Une phrase est faite d'une ou de plusieurs propositions ou groupes de mots organisés autour d'un verbe ; elle commence par une majuscule et  se termine par un point.

Il y a autant de propositions que de verbes à un mode conjugué (le participe et l'infinitif, modes non conjugués, sont des cas à part).

La proposition indépendante
se suffit à elle-même : elle ne dépend d'aucune proposition et aucune proposition ne dépend d'elle.

"Deux vrais amis vivaient au Monomotapa." " Les deux amis", de  Jean de La Fontaine  ( 1621-1695)

Des propositions peuvent être coordonnées par des conjonctions de coordination - et ou ni mais or car donc-, qui peuvent aussi relier des mots ou des groupes de mots.

"Je plie et ne romps pas."  "Le chêne et le roseau" (La Fontaine)

Des propositions peuvent être juxtaposées : il y a une pause, souvent marquée par une virgule, entre les deux propositions :

"Il se faut entraider, c'est la loi de nature « L'âne et le chien » (La Fontaine)

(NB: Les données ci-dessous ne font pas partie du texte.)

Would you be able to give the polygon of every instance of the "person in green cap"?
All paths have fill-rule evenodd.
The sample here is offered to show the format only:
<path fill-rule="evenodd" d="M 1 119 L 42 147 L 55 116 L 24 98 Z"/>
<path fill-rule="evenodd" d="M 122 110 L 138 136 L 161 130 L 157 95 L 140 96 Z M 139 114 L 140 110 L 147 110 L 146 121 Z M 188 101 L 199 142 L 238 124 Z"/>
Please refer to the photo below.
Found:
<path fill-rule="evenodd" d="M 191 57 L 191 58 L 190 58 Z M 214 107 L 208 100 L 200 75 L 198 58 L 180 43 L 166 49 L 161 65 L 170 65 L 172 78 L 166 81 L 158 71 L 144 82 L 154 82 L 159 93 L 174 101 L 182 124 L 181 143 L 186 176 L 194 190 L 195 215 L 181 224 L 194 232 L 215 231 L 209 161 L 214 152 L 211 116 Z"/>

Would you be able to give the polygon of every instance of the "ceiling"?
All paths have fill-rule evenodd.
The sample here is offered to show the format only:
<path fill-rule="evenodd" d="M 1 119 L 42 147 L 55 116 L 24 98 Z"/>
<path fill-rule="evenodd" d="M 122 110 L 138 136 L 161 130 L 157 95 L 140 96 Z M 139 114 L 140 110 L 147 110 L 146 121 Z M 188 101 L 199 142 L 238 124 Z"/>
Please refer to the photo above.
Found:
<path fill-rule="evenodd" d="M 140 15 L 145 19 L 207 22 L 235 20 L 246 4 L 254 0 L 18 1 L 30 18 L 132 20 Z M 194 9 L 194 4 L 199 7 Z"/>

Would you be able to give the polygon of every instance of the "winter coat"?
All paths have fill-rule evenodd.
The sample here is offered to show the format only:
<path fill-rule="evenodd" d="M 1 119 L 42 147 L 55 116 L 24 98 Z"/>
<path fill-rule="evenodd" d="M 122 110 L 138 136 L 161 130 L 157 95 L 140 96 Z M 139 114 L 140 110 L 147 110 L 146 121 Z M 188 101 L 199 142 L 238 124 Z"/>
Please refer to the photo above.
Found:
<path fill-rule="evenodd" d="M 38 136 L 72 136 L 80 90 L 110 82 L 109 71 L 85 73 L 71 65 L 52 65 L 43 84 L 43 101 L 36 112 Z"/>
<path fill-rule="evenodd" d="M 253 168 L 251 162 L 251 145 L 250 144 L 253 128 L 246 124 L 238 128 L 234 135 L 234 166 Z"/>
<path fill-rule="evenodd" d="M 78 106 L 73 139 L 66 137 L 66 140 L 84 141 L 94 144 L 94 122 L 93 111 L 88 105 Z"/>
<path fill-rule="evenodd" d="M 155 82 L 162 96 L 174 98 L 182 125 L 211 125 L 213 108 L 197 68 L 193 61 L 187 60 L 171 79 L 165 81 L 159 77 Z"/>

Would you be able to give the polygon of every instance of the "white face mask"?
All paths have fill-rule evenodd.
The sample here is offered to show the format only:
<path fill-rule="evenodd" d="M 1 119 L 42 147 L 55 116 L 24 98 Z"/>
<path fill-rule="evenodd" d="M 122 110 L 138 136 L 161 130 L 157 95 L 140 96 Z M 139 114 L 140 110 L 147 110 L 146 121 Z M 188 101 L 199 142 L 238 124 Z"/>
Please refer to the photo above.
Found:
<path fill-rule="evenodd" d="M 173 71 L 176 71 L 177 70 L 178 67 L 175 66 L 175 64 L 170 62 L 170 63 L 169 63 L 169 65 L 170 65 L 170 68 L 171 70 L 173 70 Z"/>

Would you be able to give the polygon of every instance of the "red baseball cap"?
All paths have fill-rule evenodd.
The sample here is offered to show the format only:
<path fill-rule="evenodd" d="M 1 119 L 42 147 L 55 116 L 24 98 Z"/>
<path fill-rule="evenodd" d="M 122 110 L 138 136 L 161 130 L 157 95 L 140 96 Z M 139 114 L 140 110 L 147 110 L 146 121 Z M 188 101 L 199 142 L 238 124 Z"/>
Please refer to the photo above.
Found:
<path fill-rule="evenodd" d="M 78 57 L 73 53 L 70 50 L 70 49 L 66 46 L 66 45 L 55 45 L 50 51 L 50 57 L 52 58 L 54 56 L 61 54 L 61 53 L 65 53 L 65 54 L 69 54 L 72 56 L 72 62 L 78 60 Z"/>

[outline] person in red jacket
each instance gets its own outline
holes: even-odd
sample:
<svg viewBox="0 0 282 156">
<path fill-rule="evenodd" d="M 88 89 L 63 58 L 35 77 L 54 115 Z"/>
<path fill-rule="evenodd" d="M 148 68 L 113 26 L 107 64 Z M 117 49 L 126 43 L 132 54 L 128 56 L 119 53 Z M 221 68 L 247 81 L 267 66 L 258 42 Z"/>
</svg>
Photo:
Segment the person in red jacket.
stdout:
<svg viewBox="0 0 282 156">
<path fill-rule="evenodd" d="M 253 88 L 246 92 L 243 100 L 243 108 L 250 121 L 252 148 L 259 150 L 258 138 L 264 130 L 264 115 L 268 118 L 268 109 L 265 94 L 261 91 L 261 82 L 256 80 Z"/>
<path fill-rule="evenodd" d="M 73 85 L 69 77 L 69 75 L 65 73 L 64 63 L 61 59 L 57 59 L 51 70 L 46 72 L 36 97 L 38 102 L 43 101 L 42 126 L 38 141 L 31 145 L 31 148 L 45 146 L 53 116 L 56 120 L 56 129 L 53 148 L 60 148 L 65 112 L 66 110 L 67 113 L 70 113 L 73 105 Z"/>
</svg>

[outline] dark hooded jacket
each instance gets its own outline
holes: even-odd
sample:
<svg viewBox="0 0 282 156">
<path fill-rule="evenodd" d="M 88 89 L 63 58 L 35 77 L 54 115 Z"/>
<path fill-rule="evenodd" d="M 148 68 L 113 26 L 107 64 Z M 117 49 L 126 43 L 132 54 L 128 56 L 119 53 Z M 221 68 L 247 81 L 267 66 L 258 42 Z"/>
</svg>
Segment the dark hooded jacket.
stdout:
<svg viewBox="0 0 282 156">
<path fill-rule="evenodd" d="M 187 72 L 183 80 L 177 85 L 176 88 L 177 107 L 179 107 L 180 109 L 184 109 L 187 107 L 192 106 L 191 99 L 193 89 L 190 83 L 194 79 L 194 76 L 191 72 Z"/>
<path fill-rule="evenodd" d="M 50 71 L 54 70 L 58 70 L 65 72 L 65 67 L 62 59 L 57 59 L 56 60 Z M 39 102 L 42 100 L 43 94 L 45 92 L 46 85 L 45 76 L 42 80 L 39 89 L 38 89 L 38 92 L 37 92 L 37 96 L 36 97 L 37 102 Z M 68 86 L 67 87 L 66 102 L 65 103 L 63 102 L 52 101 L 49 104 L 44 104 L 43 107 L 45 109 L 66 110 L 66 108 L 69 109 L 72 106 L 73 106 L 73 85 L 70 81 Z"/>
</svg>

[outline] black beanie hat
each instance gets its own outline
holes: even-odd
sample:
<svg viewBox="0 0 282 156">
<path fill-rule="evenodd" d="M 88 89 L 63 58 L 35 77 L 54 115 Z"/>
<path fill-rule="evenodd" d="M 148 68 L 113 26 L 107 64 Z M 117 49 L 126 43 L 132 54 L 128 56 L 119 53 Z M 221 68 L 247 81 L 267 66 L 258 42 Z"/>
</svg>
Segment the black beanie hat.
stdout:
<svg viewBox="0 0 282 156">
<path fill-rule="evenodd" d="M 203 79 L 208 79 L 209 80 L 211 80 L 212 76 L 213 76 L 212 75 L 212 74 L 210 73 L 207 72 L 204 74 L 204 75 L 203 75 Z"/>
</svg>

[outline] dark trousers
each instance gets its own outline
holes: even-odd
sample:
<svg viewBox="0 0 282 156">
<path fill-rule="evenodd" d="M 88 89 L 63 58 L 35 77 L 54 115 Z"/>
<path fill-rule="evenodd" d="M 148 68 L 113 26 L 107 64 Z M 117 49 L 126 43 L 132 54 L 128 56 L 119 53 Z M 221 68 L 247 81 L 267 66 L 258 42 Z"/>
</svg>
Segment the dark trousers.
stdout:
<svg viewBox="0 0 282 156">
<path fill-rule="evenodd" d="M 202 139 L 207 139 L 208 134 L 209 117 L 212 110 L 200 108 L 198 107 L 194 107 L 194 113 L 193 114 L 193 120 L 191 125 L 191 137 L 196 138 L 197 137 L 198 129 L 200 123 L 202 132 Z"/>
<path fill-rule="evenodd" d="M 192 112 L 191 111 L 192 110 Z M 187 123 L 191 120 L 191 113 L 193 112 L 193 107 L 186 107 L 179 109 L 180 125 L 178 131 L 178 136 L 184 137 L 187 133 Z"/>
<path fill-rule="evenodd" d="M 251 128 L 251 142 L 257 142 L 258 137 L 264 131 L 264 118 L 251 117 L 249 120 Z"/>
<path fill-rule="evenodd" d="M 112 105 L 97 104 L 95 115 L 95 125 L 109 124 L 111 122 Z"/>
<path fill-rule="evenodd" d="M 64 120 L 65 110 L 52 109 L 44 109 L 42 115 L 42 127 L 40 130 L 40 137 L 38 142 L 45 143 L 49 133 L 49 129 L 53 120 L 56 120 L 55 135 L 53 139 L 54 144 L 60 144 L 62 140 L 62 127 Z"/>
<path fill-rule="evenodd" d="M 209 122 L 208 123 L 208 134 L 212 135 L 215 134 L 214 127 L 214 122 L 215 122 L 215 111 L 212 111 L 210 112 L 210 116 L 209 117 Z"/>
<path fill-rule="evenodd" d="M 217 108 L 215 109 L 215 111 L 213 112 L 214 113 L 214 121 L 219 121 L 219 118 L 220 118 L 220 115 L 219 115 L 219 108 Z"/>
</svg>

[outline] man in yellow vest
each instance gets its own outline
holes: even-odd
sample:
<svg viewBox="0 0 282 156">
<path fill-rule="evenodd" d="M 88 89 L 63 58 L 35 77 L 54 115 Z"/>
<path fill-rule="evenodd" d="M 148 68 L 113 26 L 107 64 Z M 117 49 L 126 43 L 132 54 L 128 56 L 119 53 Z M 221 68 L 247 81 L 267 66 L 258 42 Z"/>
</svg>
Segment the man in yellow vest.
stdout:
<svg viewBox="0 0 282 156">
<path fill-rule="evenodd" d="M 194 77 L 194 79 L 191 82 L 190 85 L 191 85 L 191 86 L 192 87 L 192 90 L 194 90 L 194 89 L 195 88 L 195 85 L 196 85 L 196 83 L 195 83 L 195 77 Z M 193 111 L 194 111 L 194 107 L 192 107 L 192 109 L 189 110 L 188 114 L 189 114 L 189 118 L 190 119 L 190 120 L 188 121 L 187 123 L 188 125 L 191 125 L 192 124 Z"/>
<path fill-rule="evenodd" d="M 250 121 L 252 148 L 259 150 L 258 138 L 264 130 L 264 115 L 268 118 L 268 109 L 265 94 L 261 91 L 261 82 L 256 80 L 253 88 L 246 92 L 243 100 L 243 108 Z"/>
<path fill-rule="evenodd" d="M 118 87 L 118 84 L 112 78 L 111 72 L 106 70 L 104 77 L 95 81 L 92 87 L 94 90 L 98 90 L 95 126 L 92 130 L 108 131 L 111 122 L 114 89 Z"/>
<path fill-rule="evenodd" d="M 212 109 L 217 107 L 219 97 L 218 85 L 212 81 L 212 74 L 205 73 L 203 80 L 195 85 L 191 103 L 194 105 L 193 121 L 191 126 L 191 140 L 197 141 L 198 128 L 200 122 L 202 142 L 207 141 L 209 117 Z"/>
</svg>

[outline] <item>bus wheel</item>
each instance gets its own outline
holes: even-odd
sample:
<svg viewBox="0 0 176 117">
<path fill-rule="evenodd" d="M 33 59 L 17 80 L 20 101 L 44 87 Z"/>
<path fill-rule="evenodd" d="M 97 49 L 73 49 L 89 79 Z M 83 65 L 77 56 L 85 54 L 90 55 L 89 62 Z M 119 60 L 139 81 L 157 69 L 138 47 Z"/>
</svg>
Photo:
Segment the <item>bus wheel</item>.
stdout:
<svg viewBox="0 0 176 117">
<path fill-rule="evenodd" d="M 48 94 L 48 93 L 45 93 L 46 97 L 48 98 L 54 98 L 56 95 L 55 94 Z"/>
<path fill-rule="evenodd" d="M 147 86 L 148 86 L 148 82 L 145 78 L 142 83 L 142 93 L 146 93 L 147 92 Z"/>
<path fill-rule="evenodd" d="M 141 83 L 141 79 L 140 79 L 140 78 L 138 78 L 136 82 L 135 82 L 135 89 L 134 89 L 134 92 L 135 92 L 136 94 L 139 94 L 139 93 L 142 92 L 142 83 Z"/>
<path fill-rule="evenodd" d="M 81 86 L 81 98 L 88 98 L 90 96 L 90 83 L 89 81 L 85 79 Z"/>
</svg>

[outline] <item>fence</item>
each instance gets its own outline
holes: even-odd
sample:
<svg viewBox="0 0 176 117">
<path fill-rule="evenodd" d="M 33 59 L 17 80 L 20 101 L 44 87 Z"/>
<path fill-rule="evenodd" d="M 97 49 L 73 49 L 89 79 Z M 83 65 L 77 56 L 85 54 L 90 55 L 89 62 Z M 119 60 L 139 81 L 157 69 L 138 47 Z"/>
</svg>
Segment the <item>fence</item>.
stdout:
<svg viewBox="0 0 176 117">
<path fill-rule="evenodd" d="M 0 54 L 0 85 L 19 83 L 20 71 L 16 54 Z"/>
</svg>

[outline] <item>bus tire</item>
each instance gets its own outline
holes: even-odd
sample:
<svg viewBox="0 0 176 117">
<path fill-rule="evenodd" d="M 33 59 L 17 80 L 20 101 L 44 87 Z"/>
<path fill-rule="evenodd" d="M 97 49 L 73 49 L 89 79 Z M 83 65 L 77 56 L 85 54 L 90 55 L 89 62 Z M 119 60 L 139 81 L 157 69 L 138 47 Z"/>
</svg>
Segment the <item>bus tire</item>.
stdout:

La proposition principale est une proposition indépendante à laquelle on a rattaché des propositions subordonnées, (comme une locomotive à laquelle on attache ou non des wagons). Il n'y a pas de proposition subordonnée sans  proposition principale.

"[Le corbeau, honteux et confus,
Jura, mais un peu tard,]  qu'on ne l'y prendrait plus.
(1)  "

 

 "Le corbeau et le renard" (La Fontaine)

Analyse de la citation : Les étapes : toujours compter les verbes à un mode conjugué d'abord. Ensuite il faut  souligner les mots invariables de liaison entre deux propositions. 1) 2 verbes à un mode conjugué, donc 2 propositions. 2) jusqu'à "tard" : proposition principale.
3) La suite est une proposition subordonnée conjonctive, introduite par une conjonction de subordination ( "que"),  complément d'objet direct du verbe principal (jura quoi ?)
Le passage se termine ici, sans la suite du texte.